An Ode to Minimalism
Several months ago I read Marie Kondo’s The Life-Changing Magic of Tidying Up and I’ve been obsessed ever since. If you haven’t read it, here’s the gist: Kondo is a professional tidier and consultant (talk about forging your own career path). She’s developed new methods to help people get rid of excess in their personal spaces, with the idea that, “…as you reduce your belongings through the process of tidying, you will come to a point where you suddenly know how much is just right for you.” (Kindle Edition, 90)
Image via tidyingup.com
One snowy weekend last January, I purged the contents of my 500-square-foot home Kondo-style. In the end, I donated or disposed of 12 garbage bags full of clothes, books, kitchen items and more. How I fit all that shit into my tiny Brooklyn cave in the first place is a mystery, but I must say, my new minimalist living situation has been a game changer.
I couldn’t help but compare Kondo’s philosophy to S.W.’s: “For us, less isn’t just more; less is everything. We’ve found that if we stick with only absolutely essential ingredients and don’t add a bunch of extra stuff, we don’t need to put a hundred things into our products. Using fewer ingredients means more potent skincare.” Kondo and S.W. should definitely have minimalist babies, right? We’re advocating the same lifestyle through different avenues.
When you bid farewell to those five different toners (that, let’s be honest, don’t really work) or those shoes that give you blisters, you make room for products that you’ll actually use. Why not find one toner made of ingredients that will actually improve your skin? Nudge, nudge, apple cider vinegar and witch hazel are really good for you. Or hey, why not throw out all your toners and swap in the organic apple cider vinegar you use for cooking?

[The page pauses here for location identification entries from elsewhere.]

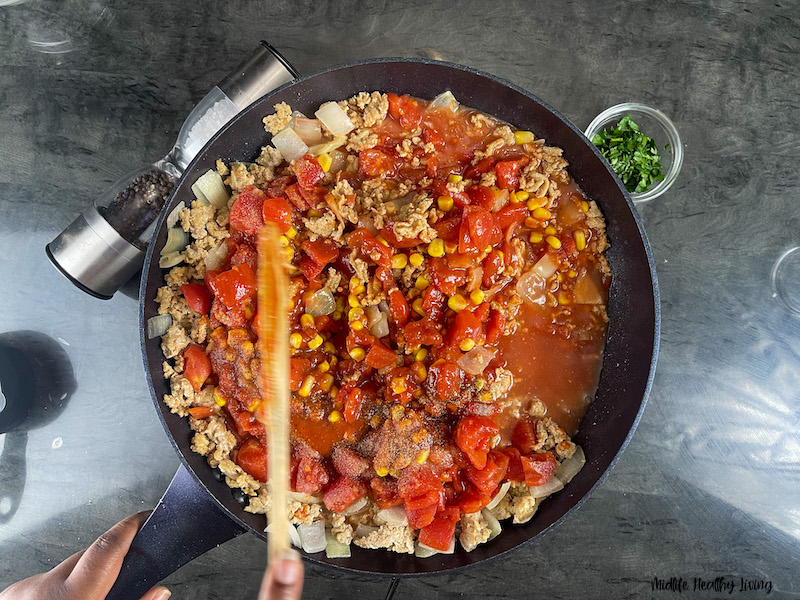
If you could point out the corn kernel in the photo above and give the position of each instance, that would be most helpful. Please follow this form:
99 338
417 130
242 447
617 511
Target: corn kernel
307 386
398 385
542 214
523 137
399 261
326 383
477 296
436 248
457 302
325 161
445 203
580 239
295 340
315 342
553 241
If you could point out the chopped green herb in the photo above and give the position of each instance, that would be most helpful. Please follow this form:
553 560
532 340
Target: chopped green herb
632 155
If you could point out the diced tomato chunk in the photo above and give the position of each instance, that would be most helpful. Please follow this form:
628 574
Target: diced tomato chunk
348 462
308 171
278 211
246 212
197 297
343 492
508 172
384 491
196 366
252 457
473 435
380 357
538 467
439 534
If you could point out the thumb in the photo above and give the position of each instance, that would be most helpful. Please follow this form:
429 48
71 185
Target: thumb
97 569
284 578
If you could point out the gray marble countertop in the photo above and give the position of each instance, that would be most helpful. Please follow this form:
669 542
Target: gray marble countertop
708 487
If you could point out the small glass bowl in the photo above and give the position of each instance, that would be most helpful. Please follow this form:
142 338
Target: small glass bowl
656 125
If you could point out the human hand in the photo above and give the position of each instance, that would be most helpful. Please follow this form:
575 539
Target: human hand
283 579
88 574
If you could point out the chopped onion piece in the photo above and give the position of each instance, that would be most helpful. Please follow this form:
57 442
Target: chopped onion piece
320 303
445 100
175 215
210 186
326 147
170 260
393 516
426 551
312 537
289 144
334 119
501 493
363 530
545 266
572 466
216 256
177 239
476 360
356 507
309 130
304 498
293 535
493 523
335 548
532 288
158 325
548 487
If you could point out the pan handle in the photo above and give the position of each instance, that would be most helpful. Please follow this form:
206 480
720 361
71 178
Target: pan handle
170 538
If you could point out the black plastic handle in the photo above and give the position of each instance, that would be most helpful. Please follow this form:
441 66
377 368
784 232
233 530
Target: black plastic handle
186 523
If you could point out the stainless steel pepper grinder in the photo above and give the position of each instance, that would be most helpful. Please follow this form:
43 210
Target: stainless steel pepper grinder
105 246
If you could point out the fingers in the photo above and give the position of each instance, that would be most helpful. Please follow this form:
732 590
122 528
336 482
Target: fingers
157 593
283 579
96 571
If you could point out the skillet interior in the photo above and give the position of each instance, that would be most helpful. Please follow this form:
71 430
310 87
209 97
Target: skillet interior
632 339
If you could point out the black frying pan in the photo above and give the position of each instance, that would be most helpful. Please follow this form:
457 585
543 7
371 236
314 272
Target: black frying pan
199 511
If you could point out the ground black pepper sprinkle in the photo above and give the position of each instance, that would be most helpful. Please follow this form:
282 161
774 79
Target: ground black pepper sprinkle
136 206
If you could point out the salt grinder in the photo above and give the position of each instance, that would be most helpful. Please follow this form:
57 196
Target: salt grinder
105 246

You can employ this less-is-more philosophy quite easily within all areas of your life, not just with cabinets and closets. Nutrition, exercise, and even relationships will all benefit from a solid cleanse. So whether you have a bathroom full of beauty products, a desk topped with gadgets or a bookshelf stacked with files, I encourage you take time to get rid of what doesn’t bring you joy or utility. Chances are that if the spaces you inhabit are equipped with less, you’ll be more productive, you’ll see a little clearer, and most importantly, you’ll feel a little lighter.